A propos de la vitamine C - Dr Boussarie

A propos de la vitamine C

(NB : ces données sont valables pour toutes les espèces animales. Les spécificités propres au cobaye sont mentionnées)

Un peu d’histoire…

La vitamine C a été isolée en 1928 (Szent-Györgyi) puis identifiée en 1932 par Waugh et King à partir du citron. La dénomination d’acide ascorbique (on parlait au départ d’acide hexuronique) fut proposée par Szent-Györgyi. La formule développée fut établie par Haworth en 1933 et la synthèse réalisée la même année par Reichstein.

Un peu de chimie…

La vitamine C est l’acide L-ascorbique. (L signifie lévogyre, alors que la forme dextrogyre est inactive).
La formule chimique est C6H8O6. Elle présente à ce titre une étroite parenté avec les sucres en C8.
Le groupe fonctionnel important est le groupe diénol qui peut, par oxydation, se transformer en deux fonctions cétone. Cette réaction est réversible.

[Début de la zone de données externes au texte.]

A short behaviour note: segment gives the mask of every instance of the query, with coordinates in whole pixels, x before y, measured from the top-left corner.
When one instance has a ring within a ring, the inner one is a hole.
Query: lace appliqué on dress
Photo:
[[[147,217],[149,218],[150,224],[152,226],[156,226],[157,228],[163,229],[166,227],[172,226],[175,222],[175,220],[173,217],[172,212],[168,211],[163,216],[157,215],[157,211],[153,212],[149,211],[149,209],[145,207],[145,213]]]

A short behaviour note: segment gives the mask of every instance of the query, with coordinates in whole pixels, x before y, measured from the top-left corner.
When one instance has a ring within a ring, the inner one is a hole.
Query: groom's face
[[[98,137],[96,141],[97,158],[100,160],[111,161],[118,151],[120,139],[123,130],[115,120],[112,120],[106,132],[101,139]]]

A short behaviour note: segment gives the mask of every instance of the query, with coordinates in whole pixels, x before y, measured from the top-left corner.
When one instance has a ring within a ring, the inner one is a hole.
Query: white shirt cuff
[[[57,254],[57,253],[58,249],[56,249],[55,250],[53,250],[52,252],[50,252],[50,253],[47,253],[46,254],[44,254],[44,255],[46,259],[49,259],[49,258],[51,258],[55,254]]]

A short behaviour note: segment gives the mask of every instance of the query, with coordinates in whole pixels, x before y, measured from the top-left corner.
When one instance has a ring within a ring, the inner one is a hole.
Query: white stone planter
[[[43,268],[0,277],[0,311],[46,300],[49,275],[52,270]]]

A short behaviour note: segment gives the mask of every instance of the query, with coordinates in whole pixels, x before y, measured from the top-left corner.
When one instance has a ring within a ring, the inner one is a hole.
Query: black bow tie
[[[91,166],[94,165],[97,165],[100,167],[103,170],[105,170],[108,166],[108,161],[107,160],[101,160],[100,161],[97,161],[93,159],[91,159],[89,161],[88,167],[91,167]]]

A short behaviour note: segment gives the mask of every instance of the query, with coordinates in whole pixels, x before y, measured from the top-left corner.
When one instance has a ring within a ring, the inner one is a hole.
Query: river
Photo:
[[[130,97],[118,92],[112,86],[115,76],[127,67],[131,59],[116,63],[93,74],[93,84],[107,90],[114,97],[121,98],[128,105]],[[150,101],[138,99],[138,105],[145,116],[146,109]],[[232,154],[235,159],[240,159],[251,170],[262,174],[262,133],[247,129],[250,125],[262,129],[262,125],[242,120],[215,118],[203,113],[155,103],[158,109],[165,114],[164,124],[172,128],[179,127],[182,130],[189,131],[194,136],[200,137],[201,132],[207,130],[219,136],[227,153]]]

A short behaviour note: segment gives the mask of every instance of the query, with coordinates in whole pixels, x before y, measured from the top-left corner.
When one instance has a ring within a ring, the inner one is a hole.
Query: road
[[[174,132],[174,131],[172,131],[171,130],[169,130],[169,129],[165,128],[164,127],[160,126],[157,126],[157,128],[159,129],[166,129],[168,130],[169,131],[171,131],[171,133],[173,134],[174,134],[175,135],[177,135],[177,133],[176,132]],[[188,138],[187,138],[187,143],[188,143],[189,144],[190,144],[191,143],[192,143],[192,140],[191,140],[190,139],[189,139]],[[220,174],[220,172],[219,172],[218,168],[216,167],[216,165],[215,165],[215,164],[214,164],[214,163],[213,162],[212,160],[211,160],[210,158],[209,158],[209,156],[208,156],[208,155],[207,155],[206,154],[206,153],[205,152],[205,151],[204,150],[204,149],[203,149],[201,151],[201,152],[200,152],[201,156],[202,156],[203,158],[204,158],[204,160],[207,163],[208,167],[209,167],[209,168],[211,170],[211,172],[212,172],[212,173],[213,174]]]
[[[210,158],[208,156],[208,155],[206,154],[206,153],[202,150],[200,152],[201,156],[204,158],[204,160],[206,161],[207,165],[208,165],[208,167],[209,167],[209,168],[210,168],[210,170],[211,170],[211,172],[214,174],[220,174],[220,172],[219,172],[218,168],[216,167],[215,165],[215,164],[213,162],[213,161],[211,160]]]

Un peu de physique-chimie…

La vitamine C est une substance cristallisée, incolore ou légèrement jaunâtre (ce qui n’est pas un signe de péremption), de saveur acide. Son goût est très apprécié des cobayes.

Solubilité :
  • elle est facilement soluble dans l’eau (1 / 3) avec une réaction faiblement acide.
  • elle est par contre peu soluble dans l’alcool (1 / 30) et insoluble dans le benzène, le chloroforme, l’éther et les huiles ou autres corps gras

Stabilité :
  • elle est stable à l’abri de la lumière, mais rapidement instable si elle est exposée à la lumière. Elle résiste à la chaleur en solution acide ou neutre, à l’abri de l’oxygène.
  • elle est décomposée par l’air ambiant, à chaud et à froid, particulièrement en solution alcaline, avec une coloration brune (qui n’est donc pas normale, car indice de décomposition).
  • au cours de la cuisson : la majeure partie des pertes d’acide ascorbique (25 à 60 %) est due , non pas à la cuisson, mais à l’extraction de la vitamine C par l’eau de cuisson qui est rejetée.
  • elle est très sensible aux oxydants et aux catalyseurs d’oxydation, comme le cuivre et le fer.
  • elle prend une coloration rouge-brune avec les sels d’uranyle
  • dans les tissus de l’organisme, un équilibre s’établit entre l’acide L-ascorbique et son produit d’oxydation réversible : l’acide déhydroascorbique
Pour les mordus de physique :
  • P.F. 192 °
  • Pouvoir rotatoire (α) 20 °/D = 23 ° (en solution aqueuse)
  • Maximum d’absorption dans l’U.V. : λ = 265 mµ (en solution aqueuse)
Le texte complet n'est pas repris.